Gliomas are a heterogeneous group of brain tumors with distinct biological and clinical properties, leading to significant mortality and morbidity. Emerging evidence shows telomere maintenance has implicated in glioma susceptibility and prognosis. In this study, we comprehensively analyzed gene signatures related to telomere maintenance in glioma and their predictive values for predicting the prognosis and drug sensitivity in glioma. We initially identified telomere-related genes differentially expressed between low-grade glioma (LGG) and glioblastoma (GBM) and accordingly developed a risk model by univariate and multivariate Cox analysis to assess the expressions of telomere-related genes across the risk groups. Finally, to assess these genes in immune function the anti-tumor medications often used in the clinical treatment of glioma, we computed immune cell infiltration analysis and drug sensitivity analysis. The consensus clustering analysis identified 20 telomere-related genes which split LGG patients into two distinct subtypes.
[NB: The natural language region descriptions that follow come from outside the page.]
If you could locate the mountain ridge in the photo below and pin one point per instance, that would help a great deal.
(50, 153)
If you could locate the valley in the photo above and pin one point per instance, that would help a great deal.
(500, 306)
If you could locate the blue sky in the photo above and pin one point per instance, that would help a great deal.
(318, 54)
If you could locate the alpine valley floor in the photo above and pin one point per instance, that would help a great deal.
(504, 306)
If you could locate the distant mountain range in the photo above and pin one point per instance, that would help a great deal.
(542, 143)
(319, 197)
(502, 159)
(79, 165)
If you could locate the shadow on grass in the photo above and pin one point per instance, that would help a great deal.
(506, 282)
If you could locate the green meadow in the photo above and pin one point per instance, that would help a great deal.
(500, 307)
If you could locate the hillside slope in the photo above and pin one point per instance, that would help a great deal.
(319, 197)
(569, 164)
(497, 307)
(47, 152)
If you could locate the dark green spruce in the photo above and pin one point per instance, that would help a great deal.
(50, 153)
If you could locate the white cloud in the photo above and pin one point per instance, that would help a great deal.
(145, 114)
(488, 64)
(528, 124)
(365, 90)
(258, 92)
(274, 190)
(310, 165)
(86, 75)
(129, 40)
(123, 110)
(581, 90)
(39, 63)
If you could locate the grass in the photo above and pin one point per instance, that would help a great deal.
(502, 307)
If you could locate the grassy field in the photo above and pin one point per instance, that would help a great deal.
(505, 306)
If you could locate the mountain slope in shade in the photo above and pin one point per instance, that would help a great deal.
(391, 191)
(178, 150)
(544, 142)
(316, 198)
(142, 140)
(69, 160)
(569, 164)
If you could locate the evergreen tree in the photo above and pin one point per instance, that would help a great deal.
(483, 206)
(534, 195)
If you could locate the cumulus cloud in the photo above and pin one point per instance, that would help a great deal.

The patient survival, the expressions of key telomere-related DEGs, and immune cell infiltration significantly differed between Cluster 1 and Cluster 2. The LASSO risk model [riskScore=(0.086)*HOXA7+(0.242)*WEE1+(0.247)*IGF2BP3+(0.052)*DUSP10] showed significant differences regarding the 1-, 3-, 5-year overall survival, immune cell infiltration, and drug sensitivity between high- and low-risk groups. The predictive nomogram constructed to quantify the survival probability of each sample at 1, 3, and 5 years was consistent with the actual patient survival. Our comprehensive characterization of telomere-associated gene signatures in glioma reveals their possible roles in the development, tumor microenvironment, and prognosis. The study provides some suggestive relationships between four telomere-related genes (HOXA7, WEE1, IGF2BP3, and DUSP10) and glioma prognosis.